A informação foi antecipada pela Folhapress e aponta que a medida está em avaliação dentro do governo diante do elevado número de autuações registradas desde a implantação do sistema em rodovias concedidas.
No modelo free flow, o motorista que passa pelo pórtico sem tag deve pagar a tarifa posteriormente por aplicativo, site da concessionária ou outros meios digitais. Caso o pagamento não seja feito dentro do prazo estabelecido, é aplicada a multa por evasão de pedágio.

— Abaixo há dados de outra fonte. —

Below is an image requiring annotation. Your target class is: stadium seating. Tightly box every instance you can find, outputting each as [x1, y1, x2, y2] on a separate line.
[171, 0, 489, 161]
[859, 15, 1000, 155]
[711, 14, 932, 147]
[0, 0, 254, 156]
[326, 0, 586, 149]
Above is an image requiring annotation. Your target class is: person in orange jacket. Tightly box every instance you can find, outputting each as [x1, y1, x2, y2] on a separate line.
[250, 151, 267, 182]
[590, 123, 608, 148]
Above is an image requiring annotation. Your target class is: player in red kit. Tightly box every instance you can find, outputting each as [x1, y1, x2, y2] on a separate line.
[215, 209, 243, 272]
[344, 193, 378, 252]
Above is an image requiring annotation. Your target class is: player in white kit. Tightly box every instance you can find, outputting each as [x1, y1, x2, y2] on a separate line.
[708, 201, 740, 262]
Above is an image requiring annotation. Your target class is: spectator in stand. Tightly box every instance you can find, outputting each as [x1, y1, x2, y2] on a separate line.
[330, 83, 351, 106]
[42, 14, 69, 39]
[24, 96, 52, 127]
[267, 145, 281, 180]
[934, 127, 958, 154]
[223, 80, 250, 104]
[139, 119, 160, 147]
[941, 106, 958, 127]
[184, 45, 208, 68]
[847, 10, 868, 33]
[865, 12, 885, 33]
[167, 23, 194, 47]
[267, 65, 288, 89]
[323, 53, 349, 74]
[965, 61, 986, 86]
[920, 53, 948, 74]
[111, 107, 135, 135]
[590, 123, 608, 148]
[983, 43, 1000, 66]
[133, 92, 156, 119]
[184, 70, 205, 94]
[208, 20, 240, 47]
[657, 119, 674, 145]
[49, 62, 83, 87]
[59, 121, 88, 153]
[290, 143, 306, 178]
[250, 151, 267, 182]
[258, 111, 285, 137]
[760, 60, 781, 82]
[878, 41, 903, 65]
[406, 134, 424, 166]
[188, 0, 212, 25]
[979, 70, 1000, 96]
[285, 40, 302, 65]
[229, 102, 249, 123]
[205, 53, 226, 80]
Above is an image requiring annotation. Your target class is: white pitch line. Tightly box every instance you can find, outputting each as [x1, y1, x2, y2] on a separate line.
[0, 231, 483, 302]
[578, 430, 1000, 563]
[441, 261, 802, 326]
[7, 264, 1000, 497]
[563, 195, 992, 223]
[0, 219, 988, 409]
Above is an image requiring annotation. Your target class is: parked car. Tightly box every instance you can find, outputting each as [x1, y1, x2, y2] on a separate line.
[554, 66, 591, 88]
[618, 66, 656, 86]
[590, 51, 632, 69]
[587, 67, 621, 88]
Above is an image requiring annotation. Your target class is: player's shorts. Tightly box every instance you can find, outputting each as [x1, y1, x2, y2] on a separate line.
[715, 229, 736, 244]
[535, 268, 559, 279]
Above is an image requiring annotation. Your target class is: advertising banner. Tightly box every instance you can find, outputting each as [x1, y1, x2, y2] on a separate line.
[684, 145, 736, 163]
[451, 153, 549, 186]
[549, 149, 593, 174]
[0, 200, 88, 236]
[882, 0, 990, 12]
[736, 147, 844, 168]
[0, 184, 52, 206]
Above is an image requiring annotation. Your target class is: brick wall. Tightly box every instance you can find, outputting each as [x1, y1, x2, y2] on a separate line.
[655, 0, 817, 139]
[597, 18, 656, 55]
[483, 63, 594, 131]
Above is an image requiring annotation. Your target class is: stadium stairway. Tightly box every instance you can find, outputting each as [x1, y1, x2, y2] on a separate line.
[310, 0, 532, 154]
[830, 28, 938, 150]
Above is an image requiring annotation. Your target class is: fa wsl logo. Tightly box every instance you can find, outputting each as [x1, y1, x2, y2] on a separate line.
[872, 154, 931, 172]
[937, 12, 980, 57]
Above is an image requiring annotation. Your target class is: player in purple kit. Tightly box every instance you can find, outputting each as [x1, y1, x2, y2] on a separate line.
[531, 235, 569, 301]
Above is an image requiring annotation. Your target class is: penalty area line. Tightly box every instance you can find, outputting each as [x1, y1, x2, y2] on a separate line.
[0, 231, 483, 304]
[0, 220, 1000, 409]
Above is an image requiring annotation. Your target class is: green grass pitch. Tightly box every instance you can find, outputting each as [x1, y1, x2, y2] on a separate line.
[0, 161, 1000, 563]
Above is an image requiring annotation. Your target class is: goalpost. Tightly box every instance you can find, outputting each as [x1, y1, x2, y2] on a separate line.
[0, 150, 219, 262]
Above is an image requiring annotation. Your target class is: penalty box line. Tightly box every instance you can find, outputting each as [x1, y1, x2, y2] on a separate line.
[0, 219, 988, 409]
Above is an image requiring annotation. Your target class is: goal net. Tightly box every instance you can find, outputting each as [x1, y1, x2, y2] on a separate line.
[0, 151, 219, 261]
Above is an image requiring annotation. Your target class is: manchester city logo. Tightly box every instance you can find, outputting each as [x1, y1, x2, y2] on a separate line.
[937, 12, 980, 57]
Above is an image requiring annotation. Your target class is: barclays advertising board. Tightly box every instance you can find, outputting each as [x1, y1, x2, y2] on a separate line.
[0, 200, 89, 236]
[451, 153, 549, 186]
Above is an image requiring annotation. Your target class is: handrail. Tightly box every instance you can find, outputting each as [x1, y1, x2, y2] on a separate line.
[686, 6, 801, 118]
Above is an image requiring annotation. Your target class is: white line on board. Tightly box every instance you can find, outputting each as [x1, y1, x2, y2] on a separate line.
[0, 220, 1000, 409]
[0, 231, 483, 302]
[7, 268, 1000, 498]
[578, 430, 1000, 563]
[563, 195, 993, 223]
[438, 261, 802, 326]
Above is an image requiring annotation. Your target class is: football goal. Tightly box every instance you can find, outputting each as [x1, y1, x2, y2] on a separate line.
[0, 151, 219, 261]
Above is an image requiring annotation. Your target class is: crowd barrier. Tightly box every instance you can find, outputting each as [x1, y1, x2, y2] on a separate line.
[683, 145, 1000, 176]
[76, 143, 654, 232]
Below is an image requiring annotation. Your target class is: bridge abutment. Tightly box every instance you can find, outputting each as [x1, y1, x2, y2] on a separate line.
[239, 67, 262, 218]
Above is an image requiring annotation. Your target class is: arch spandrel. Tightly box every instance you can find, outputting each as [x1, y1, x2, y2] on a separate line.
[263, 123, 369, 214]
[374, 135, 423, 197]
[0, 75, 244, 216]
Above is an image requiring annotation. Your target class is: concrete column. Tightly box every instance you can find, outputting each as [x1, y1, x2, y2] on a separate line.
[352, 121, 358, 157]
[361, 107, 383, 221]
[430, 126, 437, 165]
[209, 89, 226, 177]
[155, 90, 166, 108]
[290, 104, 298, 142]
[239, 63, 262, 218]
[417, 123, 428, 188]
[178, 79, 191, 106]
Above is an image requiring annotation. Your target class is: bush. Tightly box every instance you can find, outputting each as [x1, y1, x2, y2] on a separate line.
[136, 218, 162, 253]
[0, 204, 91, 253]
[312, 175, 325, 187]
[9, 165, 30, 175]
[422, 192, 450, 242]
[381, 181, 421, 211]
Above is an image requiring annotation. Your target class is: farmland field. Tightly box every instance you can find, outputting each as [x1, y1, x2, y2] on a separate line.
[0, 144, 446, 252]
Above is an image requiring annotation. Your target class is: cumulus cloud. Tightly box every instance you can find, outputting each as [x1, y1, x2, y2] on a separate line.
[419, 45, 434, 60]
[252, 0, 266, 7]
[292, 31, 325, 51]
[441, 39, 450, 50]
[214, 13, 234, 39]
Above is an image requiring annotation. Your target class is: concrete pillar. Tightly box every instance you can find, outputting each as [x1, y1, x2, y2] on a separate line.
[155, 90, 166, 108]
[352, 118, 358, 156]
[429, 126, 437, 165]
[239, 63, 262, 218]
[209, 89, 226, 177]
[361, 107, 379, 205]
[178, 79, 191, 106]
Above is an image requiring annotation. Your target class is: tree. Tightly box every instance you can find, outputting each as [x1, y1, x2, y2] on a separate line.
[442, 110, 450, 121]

A infração é considerada grave e prevê multa de R$ 195,23, além de cinco pontos na carteira de habilitação. Com a expansão do modelo em diferentes concessões rodoviárias, o volume de penalidades aumentou rapidamente, levantando discussões sobre a adaptação dos usuários ao novo formato de cobrança.
A eventual suspensão das penalidades dependerá de regulamentação do Conselho Nacional de Trânsito, responsável por definir as regras de fiscalização e autuação no trânsito. O sistema de pedágio eletrônico também é acompanhado pela Agência Nacional de Transportes Terrestres nas rodovias federais concedidas.
O modelo de pedágio sem cancelas vem sendo adotado como alternativa para reduzir congestionamentos, aumentar a fluidez do tráfego e modernizar a arrecadação nas rodovias brasileiras.